Older couples in Florida are more likely to get a divorce compared to their counterparts in 1990, but this remains the age group that is least likely to split. Furthermore, not all marriages of older couples are equally vulnerable to divorce. For example, a 2012 study found that compared to second or later marriage, first marriages were less than half as likely to end in divorce.

Finances are also a factor. Couples who have $50,000 or fewer in assets are more likely to divorce than those who have over $250,000 in assets. Factors that do not appear to affect the divorce rate in this age group include retirement, the "empty nest" syndrome, health problems or education levels.

Among older couples who do divorce, around one-third have been married for more than 30 years and a little over 10 percent have been married longer than 40 years. Divorce later in life may have significant financial implications. For couples who are living together after the age of 50, the poverty rate is only about 4 percent. For older men who divorce, it is 11 percent. More than one-fourth of older women experience poverty after divorce.
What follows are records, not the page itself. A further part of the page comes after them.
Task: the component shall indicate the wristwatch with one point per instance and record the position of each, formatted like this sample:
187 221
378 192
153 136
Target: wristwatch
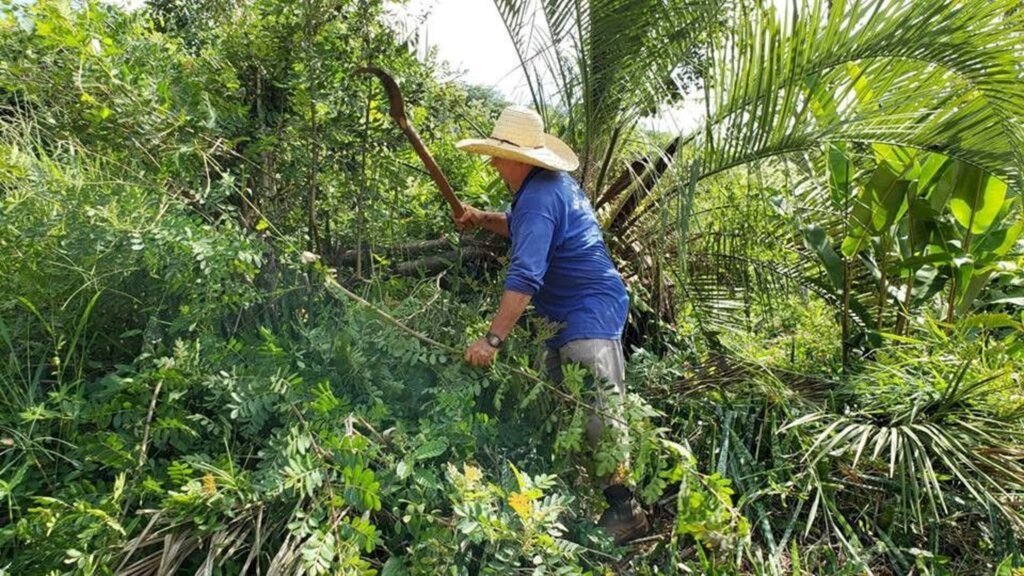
494 340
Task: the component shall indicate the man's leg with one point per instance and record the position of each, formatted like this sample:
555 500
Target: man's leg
604 359
624 520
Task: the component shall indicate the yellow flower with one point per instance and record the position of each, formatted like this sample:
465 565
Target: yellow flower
209 485
473 474
520 503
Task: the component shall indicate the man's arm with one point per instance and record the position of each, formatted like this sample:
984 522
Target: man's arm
513 304
496 222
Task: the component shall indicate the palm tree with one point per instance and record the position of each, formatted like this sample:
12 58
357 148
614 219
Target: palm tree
872 151
810 91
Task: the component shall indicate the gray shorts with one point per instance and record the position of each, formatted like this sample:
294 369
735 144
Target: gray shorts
604 359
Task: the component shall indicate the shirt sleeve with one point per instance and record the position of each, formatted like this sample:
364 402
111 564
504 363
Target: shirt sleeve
530 248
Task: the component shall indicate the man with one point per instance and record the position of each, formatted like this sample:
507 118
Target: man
559 261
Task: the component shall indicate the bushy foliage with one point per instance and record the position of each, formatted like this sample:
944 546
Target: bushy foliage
188 384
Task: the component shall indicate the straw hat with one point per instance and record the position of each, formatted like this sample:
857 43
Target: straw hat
519 135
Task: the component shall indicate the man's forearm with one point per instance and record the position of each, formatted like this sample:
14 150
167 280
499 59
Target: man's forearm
511 307
496 222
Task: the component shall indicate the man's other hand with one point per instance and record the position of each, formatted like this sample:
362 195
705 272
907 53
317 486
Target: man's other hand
479 354
470 218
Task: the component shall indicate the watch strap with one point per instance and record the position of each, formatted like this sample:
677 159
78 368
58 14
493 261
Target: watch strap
495 340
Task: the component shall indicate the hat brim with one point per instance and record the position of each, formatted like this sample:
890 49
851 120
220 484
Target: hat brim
554 155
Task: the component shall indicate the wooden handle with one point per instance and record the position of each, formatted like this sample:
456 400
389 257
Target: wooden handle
397 112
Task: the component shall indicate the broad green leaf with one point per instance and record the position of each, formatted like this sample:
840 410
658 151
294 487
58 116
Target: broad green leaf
430 449
816 239
990 321
998 242
977 199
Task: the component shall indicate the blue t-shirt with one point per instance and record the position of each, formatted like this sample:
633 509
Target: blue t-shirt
559 258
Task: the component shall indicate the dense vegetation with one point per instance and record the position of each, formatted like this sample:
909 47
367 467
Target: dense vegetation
232 306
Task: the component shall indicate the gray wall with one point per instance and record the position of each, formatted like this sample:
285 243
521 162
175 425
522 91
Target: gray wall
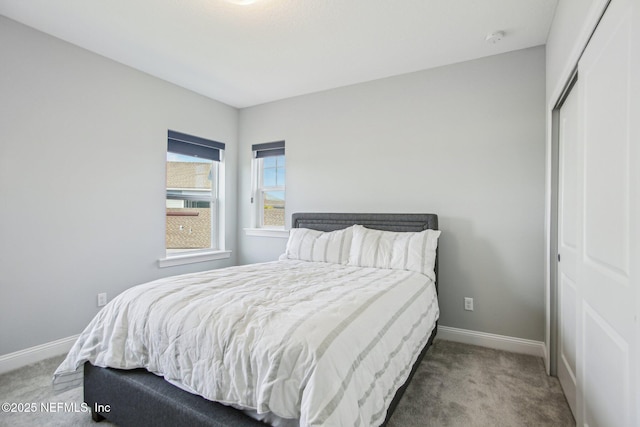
466 141
82 173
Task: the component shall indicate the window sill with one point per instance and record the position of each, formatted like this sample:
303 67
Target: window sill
190 258
267 232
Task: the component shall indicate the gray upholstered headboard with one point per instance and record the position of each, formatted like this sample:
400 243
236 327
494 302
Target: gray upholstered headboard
390 222
324 221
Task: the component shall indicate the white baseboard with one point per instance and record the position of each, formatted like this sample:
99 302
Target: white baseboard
499 342
18 359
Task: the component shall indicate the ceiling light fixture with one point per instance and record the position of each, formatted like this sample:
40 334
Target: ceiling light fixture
494 37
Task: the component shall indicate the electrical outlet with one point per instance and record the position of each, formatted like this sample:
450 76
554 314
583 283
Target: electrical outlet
102 299
468 304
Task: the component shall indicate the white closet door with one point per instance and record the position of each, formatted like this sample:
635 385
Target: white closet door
607 257
568 247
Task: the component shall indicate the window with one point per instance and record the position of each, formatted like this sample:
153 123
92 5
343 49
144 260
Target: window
192 193
269 184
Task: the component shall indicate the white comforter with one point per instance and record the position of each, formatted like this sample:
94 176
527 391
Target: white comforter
323 343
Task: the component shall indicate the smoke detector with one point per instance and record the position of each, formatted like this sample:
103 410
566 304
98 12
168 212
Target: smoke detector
494 37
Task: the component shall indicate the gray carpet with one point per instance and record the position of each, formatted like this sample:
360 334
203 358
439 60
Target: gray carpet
456 385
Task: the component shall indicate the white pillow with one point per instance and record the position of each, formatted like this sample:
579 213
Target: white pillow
324 246
414 251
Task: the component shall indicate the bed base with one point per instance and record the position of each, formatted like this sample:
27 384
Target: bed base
139 398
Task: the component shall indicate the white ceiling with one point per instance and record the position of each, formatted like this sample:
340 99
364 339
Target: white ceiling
245 55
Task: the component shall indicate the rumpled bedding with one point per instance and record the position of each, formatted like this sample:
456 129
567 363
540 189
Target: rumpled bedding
326 344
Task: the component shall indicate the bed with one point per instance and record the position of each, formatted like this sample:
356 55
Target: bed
124 392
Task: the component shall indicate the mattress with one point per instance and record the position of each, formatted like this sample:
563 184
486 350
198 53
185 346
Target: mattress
318 343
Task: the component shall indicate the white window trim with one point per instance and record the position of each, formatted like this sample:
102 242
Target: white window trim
192 257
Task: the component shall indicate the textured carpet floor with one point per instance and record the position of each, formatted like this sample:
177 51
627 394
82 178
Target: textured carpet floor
456 385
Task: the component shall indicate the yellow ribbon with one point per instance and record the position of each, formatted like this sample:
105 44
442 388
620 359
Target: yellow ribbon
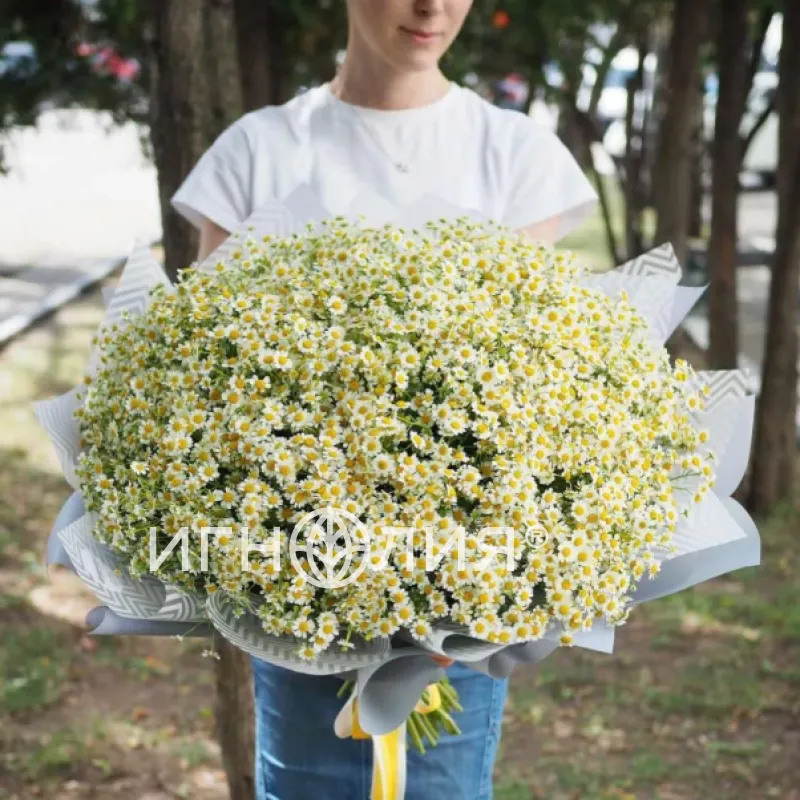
389 749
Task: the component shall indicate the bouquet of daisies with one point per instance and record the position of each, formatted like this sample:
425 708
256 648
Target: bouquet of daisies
515 459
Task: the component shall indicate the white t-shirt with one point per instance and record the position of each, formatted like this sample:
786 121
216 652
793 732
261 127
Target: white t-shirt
460 148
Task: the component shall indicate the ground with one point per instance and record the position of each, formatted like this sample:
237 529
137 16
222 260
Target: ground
701 698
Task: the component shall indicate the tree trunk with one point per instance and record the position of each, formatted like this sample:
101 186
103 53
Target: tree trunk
635 122
727 154
673 190
178 113
263 53
196 94
775 448
222 66
235 718
699 150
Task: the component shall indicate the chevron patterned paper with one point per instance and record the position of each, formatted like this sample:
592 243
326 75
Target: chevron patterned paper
100 570
57 417
246 633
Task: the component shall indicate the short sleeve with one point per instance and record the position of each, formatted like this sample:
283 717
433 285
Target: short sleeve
219 186
546 180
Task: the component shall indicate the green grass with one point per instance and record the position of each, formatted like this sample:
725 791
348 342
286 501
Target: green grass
33 667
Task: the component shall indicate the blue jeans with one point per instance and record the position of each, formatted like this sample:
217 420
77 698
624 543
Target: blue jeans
299 757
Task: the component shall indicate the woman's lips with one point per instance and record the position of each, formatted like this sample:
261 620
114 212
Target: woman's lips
421 37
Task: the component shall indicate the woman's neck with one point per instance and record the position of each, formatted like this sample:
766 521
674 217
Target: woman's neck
363 82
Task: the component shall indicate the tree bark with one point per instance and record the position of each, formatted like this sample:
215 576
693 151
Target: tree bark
178 113
775 449
234 718
635 122
673 189
195 95
265 66
699 151
726 155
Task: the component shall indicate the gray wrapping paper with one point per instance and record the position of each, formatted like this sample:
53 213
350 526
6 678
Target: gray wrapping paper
718 536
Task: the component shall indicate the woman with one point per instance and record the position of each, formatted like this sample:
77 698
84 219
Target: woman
391 122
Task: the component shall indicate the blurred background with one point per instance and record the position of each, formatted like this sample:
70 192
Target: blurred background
686 116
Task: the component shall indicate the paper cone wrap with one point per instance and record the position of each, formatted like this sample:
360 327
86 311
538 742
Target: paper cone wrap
716 537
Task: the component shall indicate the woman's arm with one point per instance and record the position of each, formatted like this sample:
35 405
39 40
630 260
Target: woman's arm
211 237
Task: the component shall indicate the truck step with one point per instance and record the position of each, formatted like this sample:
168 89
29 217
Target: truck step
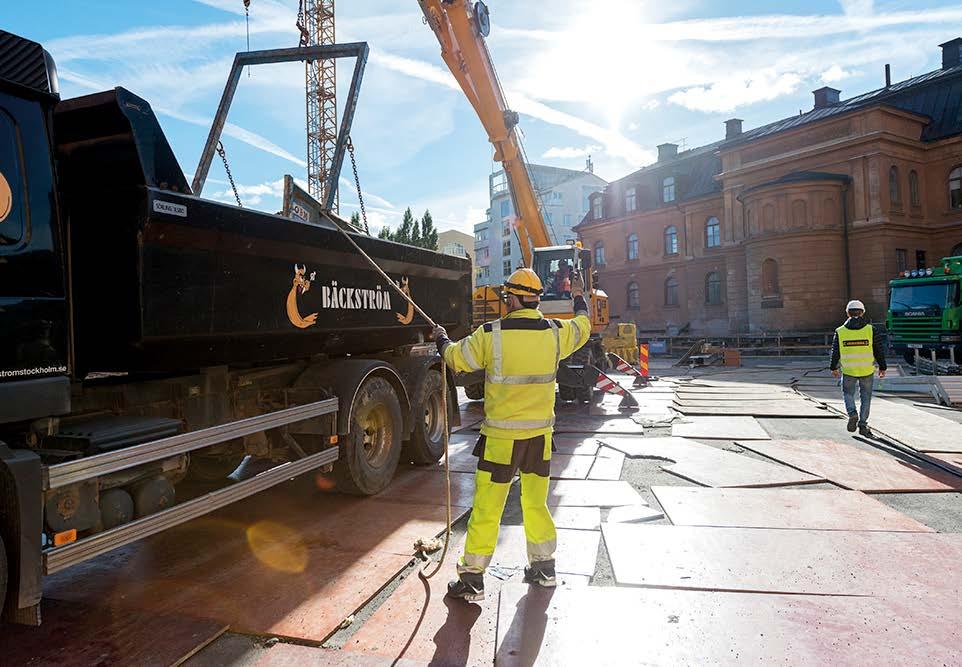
59 558
63 474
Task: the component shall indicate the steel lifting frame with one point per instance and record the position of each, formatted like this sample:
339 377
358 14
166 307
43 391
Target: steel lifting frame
357 50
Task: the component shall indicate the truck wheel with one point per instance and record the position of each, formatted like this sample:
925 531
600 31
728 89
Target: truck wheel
3 573
427 438
370 453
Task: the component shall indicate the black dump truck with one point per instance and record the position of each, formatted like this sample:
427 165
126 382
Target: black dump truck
153 342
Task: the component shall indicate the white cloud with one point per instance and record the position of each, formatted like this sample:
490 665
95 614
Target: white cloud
835 74
729 93
613 141
857 7
570 152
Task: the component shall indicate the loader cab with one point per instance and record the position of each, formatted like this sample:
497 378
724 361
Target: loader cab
556 267
33 307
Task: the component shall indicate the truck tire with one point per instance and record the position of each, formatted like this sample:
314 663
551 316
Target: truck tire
3 574
427 437
370 453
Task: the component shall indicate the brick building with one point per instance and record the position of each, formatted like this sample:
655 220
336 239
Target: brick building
775 228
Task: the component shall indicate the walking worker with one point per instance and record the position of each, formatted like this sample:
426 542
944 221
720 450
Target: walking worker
519 354
856 349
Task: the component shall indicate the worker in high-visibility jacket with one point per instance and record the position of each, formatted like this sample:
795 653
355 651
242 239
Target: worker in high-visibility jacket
856 349
519 355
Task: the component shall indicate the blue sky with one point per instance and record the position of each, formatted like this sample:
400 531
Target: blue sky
612 78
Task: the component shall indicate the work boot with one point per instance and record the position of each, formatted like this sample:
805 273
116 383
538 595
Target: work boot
541 573
468 587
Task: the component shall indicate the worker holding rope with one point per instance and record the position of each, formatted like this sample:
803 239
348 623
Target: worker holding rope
519 354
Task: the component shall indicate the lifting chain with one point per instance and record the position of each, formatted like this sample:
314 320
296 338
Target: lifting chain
230 177
357 184
305 35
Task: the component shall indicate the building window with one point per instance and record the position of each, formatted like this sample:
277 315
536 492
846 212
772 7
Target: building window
600 253
712 233
671 291
668 189
901 259
713 289
895 188
955 188
634 296
671 240
770 286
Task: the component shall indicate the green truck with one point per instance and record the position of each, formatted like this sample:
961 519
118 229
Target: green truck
925 312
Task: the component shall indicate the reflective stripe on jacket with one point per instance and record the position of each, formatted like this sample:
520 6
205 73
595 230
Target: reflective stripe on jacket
855 350
519 355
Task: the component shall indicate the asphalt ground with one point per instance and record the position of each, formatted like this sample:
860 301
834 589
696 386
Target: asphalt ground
940 511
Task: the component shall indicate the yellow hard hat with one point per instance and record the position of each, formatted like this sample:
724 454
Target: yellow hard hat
524 282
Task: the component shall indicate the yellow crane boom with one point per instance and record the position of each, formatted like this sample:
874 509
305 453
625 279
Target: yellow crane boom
461 27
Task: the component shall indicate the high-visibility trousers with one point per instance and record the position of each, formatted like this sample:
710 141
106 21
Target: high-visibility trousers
498 461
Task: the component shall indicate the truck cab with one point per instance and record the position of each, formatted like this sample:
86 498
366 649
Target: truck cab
925 311
33 308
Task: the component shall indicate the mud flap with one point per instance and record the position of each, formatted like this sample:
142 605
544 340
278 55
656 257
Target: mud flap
21 523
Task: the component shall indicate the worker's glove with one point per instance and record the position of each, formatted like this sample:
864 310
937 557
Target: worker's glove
577 285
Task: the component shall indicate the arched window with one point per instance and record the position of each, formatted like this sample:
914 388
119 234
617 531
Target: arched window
713 288
799 214
770 286
712 233
634 296
671 291
671 240
600 253
955 188
668 189
895 188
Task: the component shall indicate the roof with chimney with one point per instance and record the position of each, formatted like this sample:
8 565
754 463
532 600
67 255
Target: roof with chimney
936 95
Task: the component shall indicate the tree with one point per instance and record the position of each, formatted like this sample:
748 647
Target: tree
429 234
405 233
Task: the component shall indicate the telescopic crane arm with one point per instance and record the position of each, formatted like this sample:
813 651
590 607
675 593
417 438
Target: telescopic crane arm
461 26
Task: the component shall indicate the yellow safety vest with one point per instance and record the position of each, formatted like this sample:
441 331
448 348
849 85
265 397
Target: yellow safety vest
519 355
855 350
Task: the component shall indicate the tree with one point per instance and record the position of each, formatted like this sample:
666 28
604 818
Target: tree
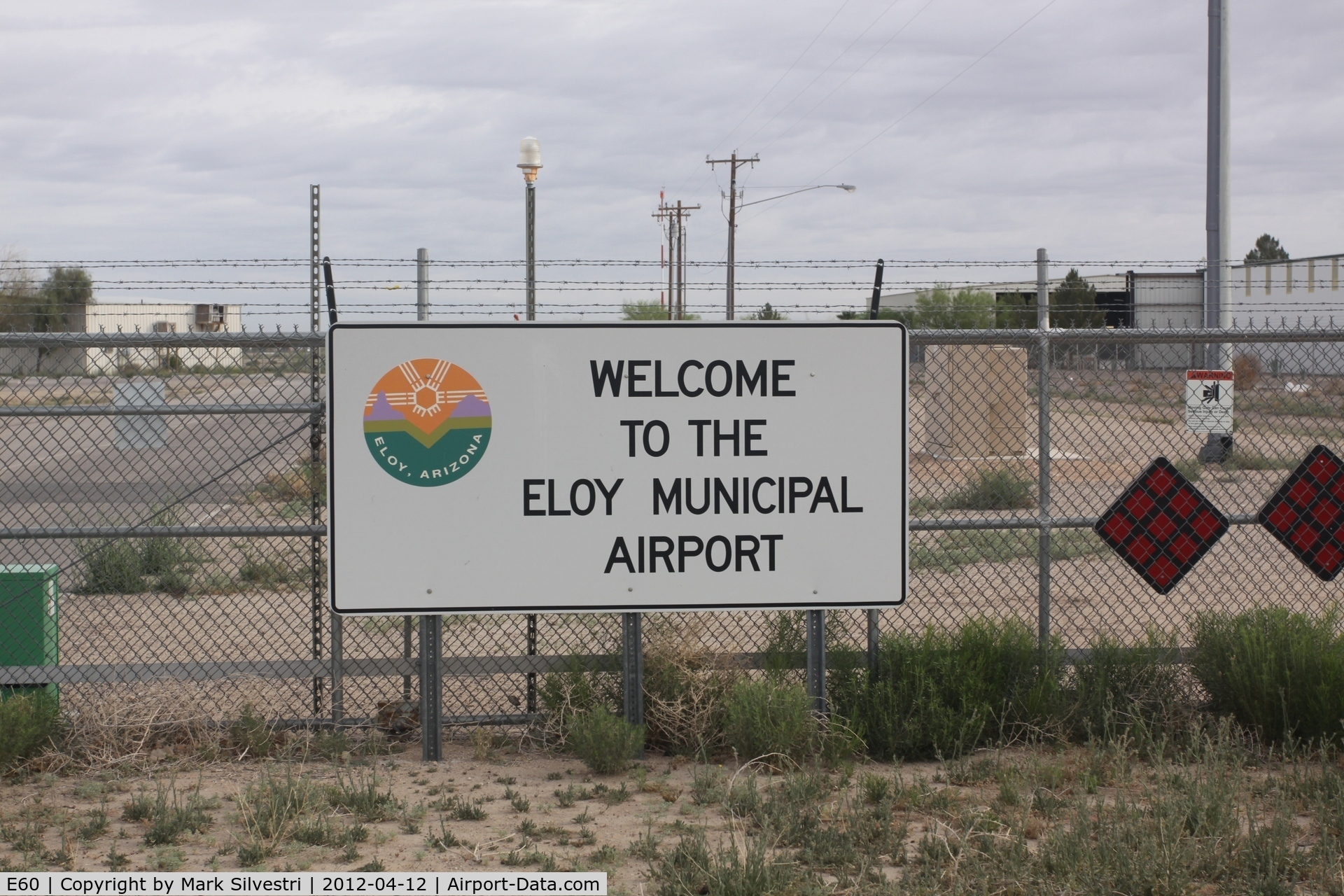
1266 250
61 298
1074 304
650 312
768 315
902 315
964 309
18 293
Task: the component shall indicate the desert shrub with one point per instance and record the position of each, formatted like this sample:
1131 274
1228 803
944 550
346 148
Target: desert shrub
940 695
270 806
171 816
692 867
1246 372
113 568
29 722
787 648
360 796
605 742
571 692
686 691
252 735
1119 687
768 718
993 491
1277 672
For this reason, ensuring financial security may be particularly important for a person who is going through a divorce. For example, the person might be concerned about getting a share of the retirement account. Older couples may have a number of assets to divide, and in some cases, this may be particularly difficult for emotional as well as financial reasons. For example, the couple might have owned a home together for decades that they now must sell or that one of them must move out of. An attorney might be able to help a client in negotiating these important issues.